Now dremio-master StatefulSet status is In Progress, while dremio-master-0 status is Running with note Containers with unready status: [dremio-master-coordinator].

Looking at the dremio-master-0 logs, I see that it tried to recover:

INFO c.d.datastore.CoreStoreProviderImpl - Dremio was not stopped properly, so the indexes need to be synced with the stores. This may take a while..

It then removing some old meters until this message:

WARN com.dremio.telemetry.api.Telemetry - Failure reading telemetry configuration. Leaving telemetry as is. java.lang.IllegalArgumentException: resource dremio-telemetry.yaml not found.

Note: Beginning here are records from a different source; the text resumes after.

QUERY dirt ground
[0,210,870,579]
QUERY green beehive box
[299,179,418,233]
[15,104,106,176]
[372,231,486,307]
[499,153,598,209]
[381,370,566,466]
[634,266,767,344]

It continue with MASTER election process and then another message:

WARN c.d.e.catalog.MetadataSynchronizer - Source ‘sys’ sync failed unexpectedly. Will try again later
java.lang.NullPointerException: Master coordinator is down

dremio-master-0_dremio-master-coordinator.zip (23.6 KB)
Attached is the full log of dremio-master-0 pod during one of it crash loop.

Appreciate if someone could help me to resolve this issue. Thank you.

@airawan

Sorry for the late reply, not usre if this is still an issue or you have moved ahead? looking at the logfile you sent, I see an unknown host exception. Can you check DNS resolution?

Unable to resolve host dremio-master-0.dremio-cluster-pod.default.svc.cluster.local

Hi @balaji.ramaswamy ,

The issue was solved by itself. I’m not sure what happened over the weekend, but when I checked again on Monday morning dremio master was up. It took a while (6 days) but eventually dremio-master-0 is up.
I’m not really sure how it works, but do you think perhaps coredns entry was pointing to the old dremio-master (the one the stopped) until it expired? I didn’t think to check it back then.
Thanks for your response, I’ll look further if I get into the same situation in the future.